My Solution for Designing a Simple URL Shortening Service: A TinyURL Approach with Score: 8/10
by john_chen
System requirements
Functional:
- The service should generate a shorter, unique alias for a given URL, known as a short link, which should be easy to copy and paste.
- When users access a short link, the service should redirect them to the original URL.
- Users should have the option to choose a custom short link for their URL.
- Links will expire after a default timespan, but users should be able to specify a custom expiration time.
Non-Functional:
- The system must be highly available to ensure continuous URL redirections.
- URL redirection should occur in real-time with minimal latency.

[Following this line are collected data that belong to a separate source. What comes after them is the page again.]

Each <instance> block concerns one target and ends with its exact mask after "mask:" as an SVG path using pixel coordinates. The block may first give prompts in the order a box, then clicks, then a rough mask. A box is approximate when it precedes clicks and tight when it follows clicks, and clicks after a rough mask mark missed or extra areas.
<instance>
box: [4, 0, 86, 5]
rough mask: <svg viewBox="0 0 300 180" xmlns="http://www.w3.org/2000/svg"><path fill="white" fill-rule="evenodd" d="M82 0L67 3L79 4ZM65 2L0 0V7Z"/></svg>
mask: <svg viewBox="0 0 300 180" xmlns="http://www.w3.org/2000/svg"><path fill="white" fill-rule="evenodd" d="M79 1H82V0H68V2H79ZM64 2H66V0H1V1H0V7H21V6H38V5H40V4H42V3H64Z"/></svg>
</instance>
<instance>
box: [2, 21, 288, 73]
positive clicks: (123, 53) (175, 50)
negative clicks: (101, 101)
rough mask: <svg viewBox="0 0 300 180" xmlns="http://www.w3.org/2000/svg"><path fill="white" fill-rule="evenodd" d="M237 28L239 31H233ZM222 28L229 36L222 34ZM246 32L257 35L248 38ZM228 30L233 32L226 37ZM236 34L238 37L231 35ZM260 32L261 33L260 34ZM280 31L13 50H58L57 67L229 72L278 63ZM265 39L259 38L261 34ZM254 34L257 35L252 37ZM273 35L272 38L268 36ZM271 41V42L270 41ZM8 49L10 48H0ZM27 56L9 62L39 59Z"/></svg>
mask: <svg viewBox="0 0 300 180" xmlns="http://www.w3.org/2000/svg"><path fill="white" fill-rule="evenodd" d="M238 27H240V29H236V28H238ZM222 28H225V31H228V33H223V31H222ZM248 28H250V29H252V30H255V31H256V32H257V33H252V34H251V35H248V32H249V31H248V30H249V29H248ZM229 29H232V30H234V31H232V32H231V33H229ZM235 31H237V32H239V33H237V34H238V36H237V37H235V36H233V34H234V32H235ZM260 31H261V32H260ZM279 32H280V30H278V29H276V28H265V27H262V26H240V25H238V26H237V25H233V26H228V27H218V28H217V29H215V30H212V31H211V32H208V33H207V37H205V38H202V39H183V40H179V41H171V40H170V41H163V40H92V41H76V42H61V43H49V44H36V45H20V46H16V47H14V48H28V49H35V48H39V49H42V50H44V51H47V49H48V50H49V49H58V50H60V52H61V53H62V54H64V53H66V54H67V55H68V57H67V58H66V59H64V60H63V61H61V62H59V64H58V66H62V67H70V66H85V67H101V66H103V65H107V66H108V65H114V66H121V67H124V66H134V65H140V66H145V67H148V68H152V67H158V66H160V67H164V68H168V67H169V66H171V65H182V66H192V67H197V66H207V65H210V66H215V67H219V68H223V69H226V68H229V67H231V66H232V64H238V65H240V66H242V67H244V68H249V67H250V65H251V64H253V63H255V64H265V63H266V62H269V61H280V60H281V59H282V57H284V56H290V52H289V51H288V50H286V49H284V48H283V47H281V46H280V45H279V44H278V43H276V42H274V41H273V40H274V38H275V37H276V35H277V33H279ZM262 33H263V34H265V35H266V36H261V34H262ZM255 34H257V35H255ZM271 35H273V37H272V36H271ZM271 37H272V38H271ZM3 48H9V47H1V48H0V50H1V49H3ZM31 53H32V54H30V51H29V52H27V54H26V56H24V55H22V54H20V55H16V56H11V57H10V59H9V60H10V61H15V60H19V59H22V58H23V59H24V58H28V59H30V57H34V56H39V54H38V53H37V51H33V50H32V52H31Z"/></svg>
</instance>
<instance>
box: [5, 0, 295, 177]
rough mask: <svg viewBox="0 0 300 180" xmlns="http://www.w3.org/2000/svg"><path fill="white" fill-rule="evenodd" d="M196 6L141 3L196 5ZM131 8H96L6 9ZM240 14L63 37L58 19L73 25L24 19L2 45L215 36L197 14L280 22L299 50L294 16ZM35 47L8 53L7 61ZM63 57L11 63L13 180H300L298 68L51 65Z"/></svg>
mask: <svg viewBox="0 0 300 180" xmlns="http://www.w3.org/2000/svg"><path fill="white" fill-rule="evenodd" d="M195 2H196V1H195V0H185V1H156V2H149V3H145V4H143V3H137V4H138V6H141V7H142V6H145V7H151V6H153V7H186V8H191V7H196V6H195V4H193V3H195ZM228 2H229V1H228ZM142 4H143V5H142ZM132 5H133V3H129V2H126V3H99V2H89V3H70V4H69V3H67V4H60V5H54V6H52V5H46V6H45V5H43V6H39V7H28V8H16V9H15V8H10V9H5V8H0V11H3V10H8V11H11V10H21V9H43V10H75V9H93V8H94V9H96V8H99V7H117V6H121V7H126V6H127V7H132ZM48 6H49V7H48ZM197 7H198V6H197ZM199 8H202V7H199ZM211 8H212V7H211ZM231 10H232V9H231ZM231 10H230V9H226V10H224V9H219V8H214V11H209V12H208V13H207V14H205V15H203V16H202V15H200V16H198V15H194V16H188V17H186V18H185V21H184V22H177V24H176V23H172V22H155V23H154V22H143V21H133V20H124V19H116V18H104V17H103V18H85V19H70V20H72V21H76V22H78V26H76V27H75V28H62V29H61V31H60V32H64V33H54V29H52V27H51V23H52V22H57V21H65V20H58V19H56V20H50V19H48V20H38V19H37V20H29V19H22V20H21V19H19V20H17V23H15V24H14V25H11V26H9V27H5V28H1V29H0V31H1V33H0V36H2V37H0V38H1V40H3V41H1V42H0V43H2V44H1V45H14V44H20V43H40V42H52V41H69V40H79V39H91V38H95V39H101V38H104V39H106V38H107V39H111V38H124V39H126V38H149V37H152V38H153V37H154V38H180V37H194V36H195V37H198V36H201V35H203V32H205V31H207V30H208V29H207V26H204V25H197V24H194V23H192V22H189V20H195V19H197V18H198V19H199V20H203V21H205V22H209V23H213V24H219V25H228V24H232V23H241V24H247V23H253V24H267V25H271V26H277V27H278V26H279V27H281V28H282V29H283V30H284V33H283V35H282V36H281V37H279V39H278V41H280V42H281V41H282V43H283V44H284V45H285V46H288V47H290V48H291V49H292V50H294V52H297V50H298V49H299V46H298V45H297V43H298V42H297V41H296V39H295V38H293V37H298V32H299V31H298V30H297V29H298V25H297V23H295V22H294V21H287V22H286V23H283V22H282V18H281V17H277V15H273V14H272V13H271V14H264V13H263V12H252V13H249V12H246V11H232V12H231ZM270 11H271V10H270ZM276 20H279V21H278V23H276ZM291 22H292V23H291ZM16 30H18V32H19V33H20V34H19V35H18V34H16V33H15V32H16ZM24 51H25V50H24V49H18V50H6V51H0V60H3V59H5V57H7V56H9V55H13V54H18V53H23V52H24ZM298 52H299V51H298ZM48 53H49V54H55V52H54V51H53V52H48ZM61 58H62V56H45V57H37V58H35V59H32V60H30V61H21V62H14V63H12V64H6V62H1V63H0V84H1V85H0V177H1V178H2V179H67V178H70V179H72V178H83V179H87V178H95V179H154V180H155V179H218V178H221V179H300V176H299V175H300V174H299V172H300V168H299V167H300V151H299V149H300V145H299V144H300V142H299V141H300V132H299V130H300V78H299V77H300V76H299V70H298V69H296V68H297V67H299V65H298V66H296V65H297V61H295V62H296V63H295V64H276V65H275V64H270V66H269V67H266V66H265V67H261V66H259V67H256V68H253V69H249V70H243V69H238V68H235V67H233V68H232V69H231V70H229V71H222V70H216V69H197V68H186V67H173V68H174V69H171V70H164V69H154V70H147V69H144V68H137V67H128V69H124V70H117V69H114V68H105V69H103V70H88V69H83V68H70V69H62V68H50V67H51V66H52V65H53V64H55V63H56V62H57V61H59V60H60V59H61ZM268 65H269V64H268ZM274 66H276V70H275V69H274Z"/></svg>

- Shortened links should be unpredictable to prevent guessing.
Capacity estimation
Read-Heavy Nature:
- Our system will experience significantly more read operations (redirection requests) compared to write operations (new URL shortenings), with an assumed read-to-write ratio of 100:1.
Traffic Estimates:
- Assuming 500 million new URL shortenings per month, the system will handle 50 billion redirections during the same period, calculated as follows:
100 * 500M = 50B
Queries Per Second (QPS) Calculation:
- New URL shortenings per second:
500 million / (30 days * 24 hours * 3600 seconds) ≈ 200 URLs/s
- URL redirections per second, given the 100:1 read/write ratio:
100 * 200 URLs/s = 20K/s
Storage Estimates:
- Assuming each URL shortening request (and its associated short link) is stored for 5 years, the total number of stored objects will be 30 billion:
500 million * 5 years * 12 months = 30 billion
- Estimating each object to be approximately 500 bytes, the total storage needed is 15TB:
30 billion * 500 bytes = 15TB
Bandwidth Estimates:
- For write requests, with 200 new URLs per second, the total incoming data will be 100KB per second:
200 * 500 bytes = 100KB/s
- For read requests, with approximately 20K URL redirections per second, the total outgoing data will be 10MB per second:
20K * 500 bytes = 10MB/s
Memory Estimates for Caching:
- To cache frequently accessed URLs (following the 80-20 rule, where 20% of URLs generate 80% of the traffic), we need to consider:
20K requests/second * 3600 seconds * 24 hours ≈ 1.7 billion requests/day
- To cache 20% of these requests:
0.2 * 1.7 billion * 500 bytes ≈ 170GB
- Note: Due to duplicate requests for the same URL, actual memory usage will be less than 170GB.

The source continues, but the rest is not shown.